Вся одежка плюгавца – справная, хозяином, по всему видно, дареная, – стояла колом. Здесь моршит, там торчит… Рубаха, опояской неровно схваченная, изгибаясь, вновь заползала под нее и весь мир людской знакомила с серым, застиранным исподним.

«Из-под пятницы суббота…» – отметил про себя Хворостинин.

На животе два пятна толкались друг с другом: черное и бурое. «Как видно, в рот куски не кладет, всё пробует прямым ходом через пупок в утробу затолкать…»

Был мужичонка лысоват и непроворен: ходил походкой барсучьею, валкой. За ухо заложено чистое, недавно очиненное перо, а ладони испятнаны чернилами. Кожа ветрами холодными продублена, вся в мелких язвинках.

Всё в нем было криво да серо, яко во псе приблудном, шерстью в грязях поизгваздавшемся.

И только глаза смотрели остро, хватко.

«Непрост баечник Федоров. Ну да, чай, и сам Федор не из простецких. Пойди пойми его со всеми-то с Иоаннами-то Златоустыми…»

Касьян отвесил косой поклон – без особенного вежества. Мол, как вышло, так и кушайте. Не по поклонам-де я умелец.

– Садись-ка за стол, Глухарь, покажи дорогому гостю свое искусство.

– Пиитики ли надобно? – вопросил каргополец скрипуче. И сразу же, ответа не дожидаясь, заговорил нараспев: – Ты чем мати-земля изукрашена? – Изукрашена земля церквами Божьими…

По голосу Хворостинин понял: либо книжник до крайности пьян, либо до крайности утомлен.

– Нет-нет! Не то! – замахал руками Федор. – Нам иное надобно. Вот я тебе напомню: славная у тебя была повесть про инока, любившего звоны колокольные… Как же его? Семион? Савватей? Запамятовал… Ну-ка, понимаешь ли, о чем я? О какой твоей повести?

Касьян молчал.

Федор переспросил:

– Ну как же? Ты должен помнить! Намедни мне оповедал про…

Касьян громко засопел, развалясь на лавке, голову же оперев о ладонь.

– Тунеядец он у тебя! Ему работать, а он в лёжку.

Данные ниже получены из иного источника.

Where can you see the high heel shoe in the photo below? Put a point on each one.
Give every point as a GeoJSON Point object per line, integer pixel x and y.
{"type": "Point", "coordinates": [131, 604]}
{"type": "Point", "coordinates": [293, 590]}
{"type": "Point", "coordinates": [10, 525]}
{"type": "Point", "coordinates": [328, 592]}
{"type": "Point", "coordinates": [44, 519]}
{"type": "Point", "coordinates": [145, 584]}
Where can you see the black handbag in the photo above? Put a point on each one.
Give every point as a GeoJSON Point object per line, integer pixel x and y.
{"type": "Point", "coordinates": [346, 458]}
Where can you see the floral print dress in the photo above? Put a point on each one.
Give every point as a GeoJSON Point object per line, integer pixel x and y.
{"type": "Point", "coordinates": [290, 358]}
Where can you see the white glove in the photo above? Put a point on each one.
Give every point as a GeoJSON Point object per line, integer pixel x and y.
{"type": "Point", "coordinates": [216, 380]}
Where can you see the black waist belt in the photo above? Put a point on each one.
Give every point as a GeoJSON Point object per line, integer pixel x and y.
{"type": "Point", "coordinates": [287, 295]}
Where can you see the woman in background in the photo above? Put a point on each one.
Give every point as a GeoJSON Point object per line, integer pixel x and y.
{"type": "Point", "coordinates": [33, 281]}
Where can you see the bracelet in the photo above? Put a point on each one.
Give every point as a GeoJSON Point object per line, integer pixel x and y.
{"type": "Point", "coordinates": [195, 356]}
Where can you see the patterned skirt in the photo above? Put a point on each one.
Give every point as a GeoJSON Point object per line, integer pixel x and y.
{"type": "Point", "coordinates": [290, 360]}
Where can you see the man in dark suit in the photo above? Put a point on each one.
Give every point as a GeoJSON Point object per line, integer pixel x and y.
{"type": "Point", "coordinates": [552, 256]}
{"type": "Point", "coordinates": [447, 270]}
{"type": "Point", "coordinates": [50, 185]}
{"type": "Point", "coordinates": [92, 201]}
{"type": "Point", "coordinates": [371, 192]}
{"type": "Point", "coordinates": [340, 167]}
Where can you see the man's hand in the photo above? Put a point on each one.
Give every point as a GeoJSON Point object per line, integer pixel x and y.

– Нет, Митрей Иваныч! Он у меня и суесловец, и празднолюбец, и бражник, да что хочешь, Дмитрий Иванович, но только не тунеядец. Погоди-ка…

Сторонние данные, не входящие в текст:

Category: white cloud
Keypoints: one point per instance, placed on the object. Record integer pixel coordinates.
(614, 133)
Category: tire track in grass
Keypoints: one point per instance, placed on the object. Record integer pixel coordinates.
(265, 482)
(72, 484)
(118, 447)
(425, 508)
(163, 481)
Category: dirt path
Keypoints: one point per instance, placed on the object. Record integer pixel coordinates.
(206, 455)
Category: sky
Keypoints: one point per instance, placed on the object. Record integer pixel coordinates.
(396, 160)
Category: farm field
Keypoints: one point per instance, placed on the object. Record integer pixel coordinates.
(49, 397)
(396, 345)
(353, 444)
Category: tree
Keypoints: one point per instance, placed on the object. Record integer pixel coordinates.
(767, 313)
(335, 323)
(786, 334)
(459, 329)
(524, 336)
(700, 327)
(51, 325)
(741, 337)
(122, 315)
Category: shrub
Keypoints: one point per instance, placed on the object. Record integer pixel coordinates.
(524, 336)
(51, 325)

И Федор потряс книжника за плечо. Тот всхрапнул легонько, да и всё.

– Не вини Касьянку моего. Ночь напролет переписывал для меня древнекиевские «Беседы на Шестоднев», вот и умаялся.

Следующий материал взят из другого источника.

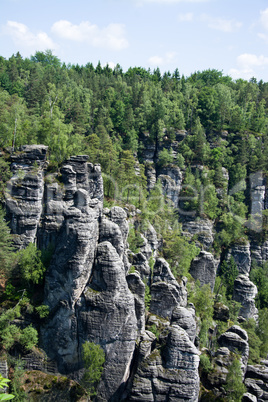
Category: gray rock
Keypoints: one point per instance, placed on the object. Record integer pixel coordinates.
(107, 316)
(137, 287)
(24, 195)
(170, 371)
(150, 174)
(236, 339)
(204, 268)
(171, 180)
(242, 257)
(110, 231)
(140, 262)
(119, 216)
(202, 229)
(245, 292)
(247, 397)
(185, 318)
(166, 292)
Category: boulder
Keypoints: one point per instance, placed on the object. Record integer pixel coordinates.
(245, 292)
(204, 268)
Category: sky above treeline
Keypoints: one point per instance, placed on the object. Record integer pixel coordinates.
(191, 35)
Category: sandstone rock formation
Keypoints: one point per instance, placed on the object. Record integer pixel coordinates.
(204, 268)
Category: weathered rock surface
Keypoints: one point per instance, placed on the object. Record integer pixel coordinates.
(242, 257)
(24, 195)
(171, 180)
(245, 292)
(202, 229)
(185, 318)
(204, 268)
(257, 381)
(166, 292)
(236, 339)
(107, 315)
(169, 373)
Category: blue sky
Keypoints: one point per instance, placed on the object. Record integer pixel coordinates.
(191, 35)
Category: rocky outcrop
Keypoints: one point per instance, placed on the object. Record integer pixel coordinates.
(171, 180)
(24, 195)
(257, 381)
(242, 257)
(245, 292)
(169, 372)
(204, 268)
(166, 292)
(106, 314)
(202, 229)
(185, 318)
(236, 340)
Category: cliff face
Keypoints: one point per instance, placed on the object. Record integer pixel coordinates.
(96, 287)
(90, 294)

Дмитрий Иванович рассмеялся:

– Хорош, ах, хорош! Петел, сладкоголосое создание, в обе ноздри свое кукареку выводит, глядишь, чуток потерпим, и добротным храпом покой сей прехитро изукрасит.

– Я не сплю! – вскинулся Глухарь, дико помотав головой. – Не сплю я!

– Таково вежество каргопольское, ветрами суровыми повитое, книжной премудростью спелёнутое… – потешался Хворостинин.

Смолчать бы книжнику, больно чин его невелик, да у него, видать, как у многих премудрых грамматиков, – ума палата, да ключ потерян. Взвился, осерчал:

– А что ж, и вправду у нас там сладости словесной поболе, чем у вас тут на Москве! И житие монашеское покрепче, и Бог к нашим благоуханным дебрям поближе! Хто я таков? Праха золотничок, букашечка-таракашечка, Спасовой обители, что под Усольем Тотемским, игумна Феодосия, истинно святой жизни праведника, непутёвый ученичок. Ан шел сюды, мыслил: вот, со московскими со великими книжниками перемолвлюсь да шапку скину пред их дивным разумением, вышло же иначе. Не с кем тут умному человеку и беседу-то завести! Суета сплошная, о серебреце забота беспробудная да о чинах, грубиянство, стяжательность и невежество! О высоком же и о божественном никоторого старания. Где ж тут завестись риторам да философам, когда одно токмо безмысленное мельтешение: туда-сюда, туда-сюда! Один разве инок Еразм неглуп. Да еще с Соловков книжный чернец приезживал, насладился я с ним вдосталь виноградом книжным, да и тот наш человек, то ли новгородеч, то ли устюженин, едино не москвитин! Еще вот большой дворянин Михайла Андреевич Безнин, говорят, в летописях умудрен, да он меня и слушать не стал, палкою погнал со двора: «Какое, – говорит, – у тебя ко мне великих дел обсуждение, когда ты для таковых дел рылом не вышел и как есть таракан запечный!» Такова ныне Москва-то.

– Москва ему не по ндраву! – уязвился Хворостинин. – А соборы ты наши видел ле? Покровский, что на рву? Успенский, что у государя в Кремле? Архангильской тамо же? Иные?

Касьян Глухарь, услышав его укоризну, сей же миг растерялся, с повадки дерзостной сбился, даже губы надул от обиды. А потом очи возвел горé, словно бы увидев на потолке некое тонкое видение либо мечте предавшись, да и рассмеялся смехом добрым, детским. Был строптивец, стал – воск податливый.